With one score counting for the provisional team ranking, even if two riders per team went today, Great Britain is in the lead, followed by Germany and Denmark. These three stand far apart, but Austria, Spain, France, the Netherlands and Belgium are in pursuit, albeit in the distance.
Get Caramelised in Riesenbeck
After a very disappointing, rainy summer in north Europe with plenty of shows getting drenched, the season finale of the Europeans in Riesenbeck is fortunately blessed with a week of total sunshine and 30 ° C temperatures. This balmy weather brings out the big crowds to the picturesque venue, lined with tall oak trees, but those who make the journey better come protected with bottles of sunscreen as one of the bleachers has no cover and you'll literally be a chicken on the grill.
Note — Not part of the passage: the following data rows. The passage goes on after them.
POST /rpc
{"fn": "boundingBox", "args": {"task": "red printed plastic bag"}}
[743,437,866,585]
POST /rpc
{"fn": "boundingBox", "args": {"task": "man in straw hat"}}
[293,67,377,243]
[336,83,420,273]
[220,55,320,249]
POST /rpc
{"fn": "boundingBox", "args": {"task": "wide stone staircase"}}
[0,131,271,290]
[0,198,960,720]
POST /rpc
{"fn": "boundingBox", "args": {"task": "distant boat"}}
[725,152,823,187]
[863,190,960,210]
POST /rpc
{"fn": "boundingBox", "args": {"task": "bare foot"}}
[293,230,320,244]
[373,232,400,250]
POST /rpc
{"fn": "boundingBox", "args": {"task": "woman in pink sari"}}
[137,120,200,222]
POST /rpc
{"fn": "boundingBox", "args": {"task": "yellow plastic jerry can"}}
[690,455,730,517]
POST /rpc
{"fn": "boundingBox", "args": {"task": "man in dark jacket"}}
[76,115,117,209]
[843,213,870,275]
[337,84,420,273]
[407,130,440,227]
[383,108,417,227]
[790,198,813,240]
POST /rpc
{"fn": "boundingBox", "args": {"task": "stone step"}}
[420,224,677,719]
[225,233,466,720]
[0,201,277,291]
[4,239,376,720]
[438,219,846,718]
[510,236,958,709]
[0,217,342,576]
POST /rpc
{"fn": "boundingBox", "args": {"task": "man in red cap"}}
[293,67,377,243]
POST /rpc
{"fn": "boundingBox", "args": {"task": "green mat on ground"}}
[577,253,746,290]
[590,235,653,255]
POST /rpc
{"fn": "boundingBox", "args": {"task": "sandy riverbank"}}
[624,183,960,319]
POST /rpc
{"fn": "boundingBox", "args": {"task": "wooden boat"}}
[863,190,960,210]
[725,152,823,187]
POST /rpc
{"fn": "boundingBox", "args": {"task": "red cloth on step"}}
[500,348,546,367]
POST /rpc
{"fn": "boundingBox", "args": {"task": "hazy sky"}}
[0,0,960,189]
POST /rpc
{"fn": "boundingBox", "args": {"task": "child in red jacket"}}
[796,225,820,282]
Most horses coped well with the temperature, not showing a lack of energy at the end of their test, even though many sweated profusely. Thirty-two riders went today and overall the riding showed good improvement. The overall picture was mostly friendly, no tugs of war, no old-school squeeze and pull, and even the lower scoring pairs did a decent job. Of course, as always there are a handful of riders, who think they can get away with skipping a few steps on the training scale, but usually the judges saw through that and down-scored it accordingly.....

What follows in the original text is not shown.